BP plc has ramped up production from the Dorado and King South projects in the deepwater Gulf of Mexico (GOM) as subsea tiebacks to its existing Marlin Tension Leg Platform (TLP) infrastructure, which is located about 125 miles southeast of New Orleans.
Dorado, which uses dual completion technology to produce oil and gas from five Miocene zones in the GOM, added three new subsea wells to the Marlin TLP. King South, which is producing through an existing subsea pump, added a single well to the platform. With the addition of the four new wells, the Marlin TLP now is serving a total of 11 wells, which together have daily gross production of about 70 MMcf/d of gas and 60,000 b/d of oil. The TLP was designed to process up to 235 MMcf/d of gas; oil output is now at peak capacity.
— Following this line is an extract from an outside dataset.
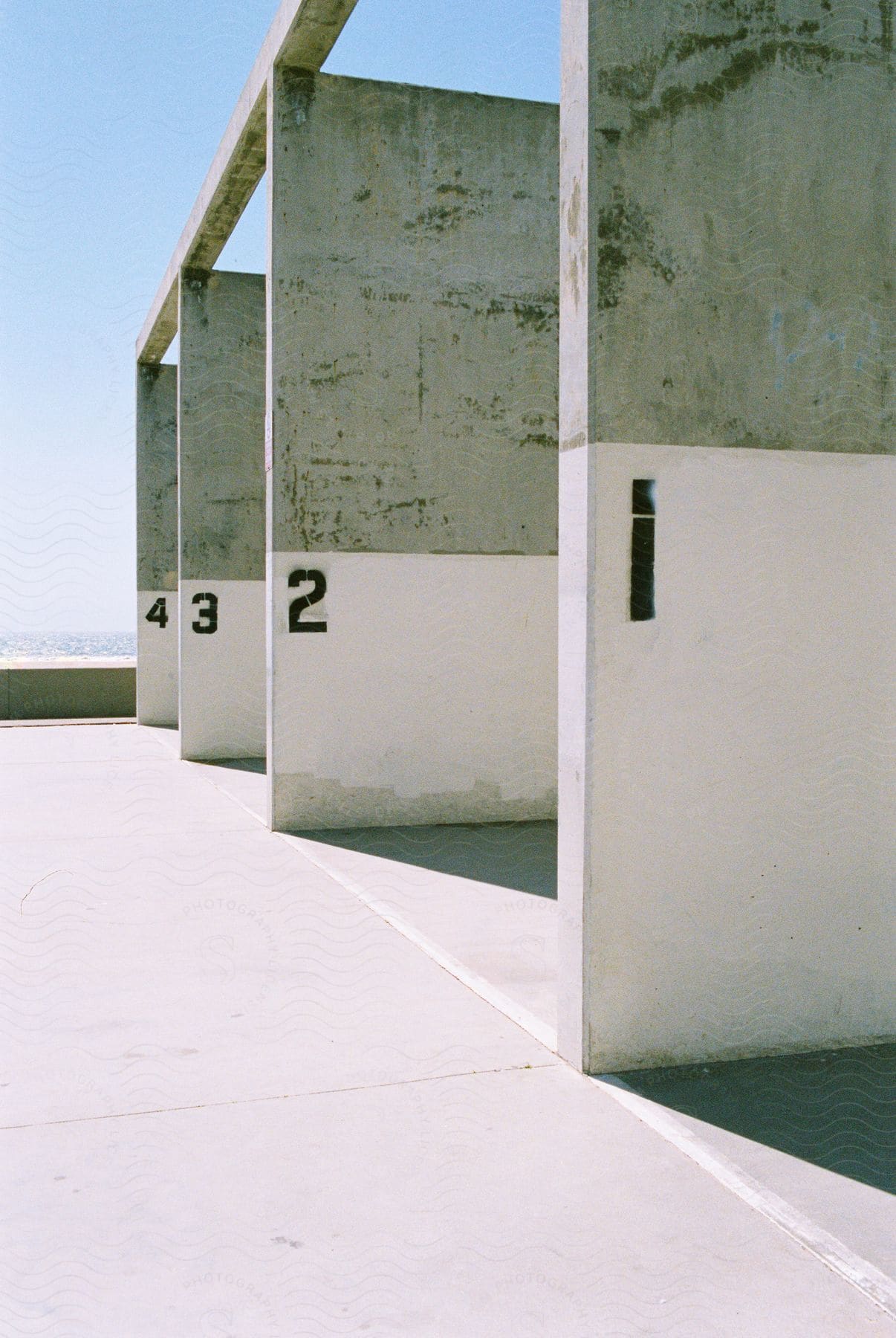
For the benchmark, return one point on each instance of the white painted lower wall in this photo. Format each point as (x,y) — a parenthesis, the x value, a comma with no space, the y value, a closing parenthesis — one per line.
(157,659)
(429,699)
(740,812)
(222,672)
“By bringing new resources onstream from areas close to the existing Marlin TLP, BP has reestablished plateau oil production at Marlin, a decade after first production,” said BP’s Andy Inglis, CEO of the company’s exploration and production segment. “This demonstrates the potential to apply the latest technology to leverage our existing infrastructure and maximize recovery.”
Dorado’s wells are located about two miles from the TLP. Dorado is operated by BP with a 75% working stake; Shell Oil Co. holds a 25% stake in the project. King South, which is 100% owned and operated by BP, is located about 18 miles from the TLP.
Since the Marlin TLP was installed by BP in 1999, the Marlin, King, Nile and King West fields have been producing across the area using the TLP infrastructure, BP noted. When it was installed, the TLP was BP’s first deepwater floating facility in the GOM.